Somam-se a isso um salão para eventos e workshops (ajudando a fomentar contatos, conhecimento e novos negócios), um café com doces japoneses como bolo de matcha e choux cream (o queridinho do momento) e um espaço multimídia com cerca de 1,9 mil livros de assuntos que variam de viagens a crianças e duas lojas.

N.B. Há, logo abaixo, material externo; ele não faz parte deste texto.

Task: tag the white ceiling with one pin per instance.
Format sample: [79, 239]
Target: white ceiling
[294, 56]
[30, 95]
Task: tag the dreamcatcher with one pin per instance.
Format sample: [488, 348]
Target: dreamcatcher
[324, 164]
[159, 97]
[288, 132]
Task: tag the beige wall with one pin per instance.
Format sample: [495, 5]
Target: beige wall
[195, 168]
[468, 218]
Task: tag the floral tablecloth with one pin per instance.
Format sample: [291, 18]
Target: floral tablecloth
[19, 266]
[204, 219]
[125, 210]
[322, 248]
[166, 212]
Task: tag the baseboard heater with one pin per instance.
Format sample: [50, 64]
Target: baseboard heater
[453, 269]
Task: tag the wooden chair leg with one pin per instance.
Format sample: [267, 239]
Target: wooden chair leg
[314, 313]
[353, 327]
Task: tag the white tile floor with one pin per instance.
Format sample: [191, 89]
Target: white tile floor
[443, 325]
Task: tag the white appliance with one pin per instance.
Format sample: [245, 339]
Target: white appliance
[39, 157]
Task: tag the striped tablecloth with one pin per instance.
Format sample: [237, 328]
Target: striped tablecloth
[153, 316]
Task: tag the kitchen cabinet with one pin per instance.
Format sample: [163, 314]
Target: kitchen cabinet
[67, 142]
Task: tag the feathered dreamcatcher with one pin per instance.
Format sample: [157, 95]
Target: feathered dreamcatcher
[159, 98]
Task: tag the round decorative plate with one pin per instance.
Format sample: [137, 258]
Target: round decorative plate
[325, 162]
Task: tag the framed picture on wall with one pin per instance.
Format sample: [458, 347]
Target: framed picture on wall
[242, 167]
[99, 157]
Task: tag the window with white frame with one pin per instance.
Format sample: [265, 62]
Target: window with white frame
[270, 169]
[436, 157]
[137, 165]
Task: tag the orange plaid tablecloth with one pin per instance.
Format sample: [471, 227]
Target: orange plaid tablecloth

No térreo, a Japan Madoh oferece alimentos, bebidas e produtos de arte e design trazidos do outro lado do mundo. No primeiro andar, a Furoshiki divide a arte de dobrar lenços e transformá-los em diversos tipos de bolsa. Mas a minha parte preferida foi a estrutura circular de bambu que fica logo na entrada do estabelecimento. Após tirar os sapatos, conforme manda a tradição, o visitante pode entrar na inesperada sala de cinema e se deitar no tatame para assistir ao longa-metragem de animação O Conto da Princesa Kaguya, cedido pelo Studio Ghibli (o mesmo do premiado A Viagem de Chihiro), projetado diretamente no teto. A entrada na Japan House é franca – são cobrados apenas os workshops.
Tudo isso custou ao governo japonês R$ 100 milhões. Atingindo a marca de 7,3 mil visitantes no fim de semana de sua abertura oficial ao público e levando brasileiros ao Parque Ibirapuera para assistir a dois gigantes da música japonesa – Jun Miyake e Ryuichi Sakamoto, que compôs um álbum inteiro na casa de seu ídolo Tom Jobim –, o empreendimento não parece estar tão longe de alcançar o seu objetivo: fazer o visitante se sentir um pouco mais perto do Japão do século 21.

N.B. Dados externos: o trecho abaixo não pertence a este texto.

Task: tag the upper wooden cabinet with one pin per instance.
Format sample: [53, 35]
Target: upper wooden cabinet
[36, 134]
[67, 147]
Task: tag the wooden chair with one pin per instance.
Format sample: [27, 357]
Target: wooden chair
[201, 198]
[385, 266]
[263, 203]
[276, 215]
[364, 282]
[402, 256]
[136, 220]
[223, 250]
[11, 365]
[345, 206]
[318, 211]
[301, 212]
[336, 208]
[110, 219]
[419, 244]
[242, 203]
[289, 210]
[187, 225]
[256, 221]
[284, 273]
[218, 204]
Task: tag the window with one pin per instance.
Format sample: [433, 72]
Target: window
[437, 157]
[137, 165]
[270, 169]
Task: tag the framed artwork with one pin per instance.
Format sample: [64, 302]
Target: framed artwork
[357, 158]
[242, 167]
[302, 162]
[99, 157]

De volta aos velhos conflitos do dia a dia
Quando coloquei a mochila nas costas e parti de volta à minha terra natal, na ida a São Paulo, pensei que iria me reencontrar e me sentir em casa. Mas, para minha surpresa, nunca me senti tão distante dela. O que pensei que fosse experienciar no contato com o meu lugar e o meu povo de origem só pôde ser sentido quando abri a porta do apartamento que alugo no bairro Santana e fui devidamente recebida com miados famintos e saudosos pelos meus dois gatos, que também materializam meu conflito identitário: uma tem nome japonês (Maru, que significa "bola") e o outro foi batizado em homenagem a um célebre gaúcho (Olívio).
Foi só aí que eu me dei conta de que o meu lar, agora, é Porto Alegre – e o Rio Grande do Sul. Ao menos por ora. Afinal, minhas raízes são japonesas e meu tronco é paulista, mas meus galhos não cansam de se expandir e tatear novos horizontes por onde florescer.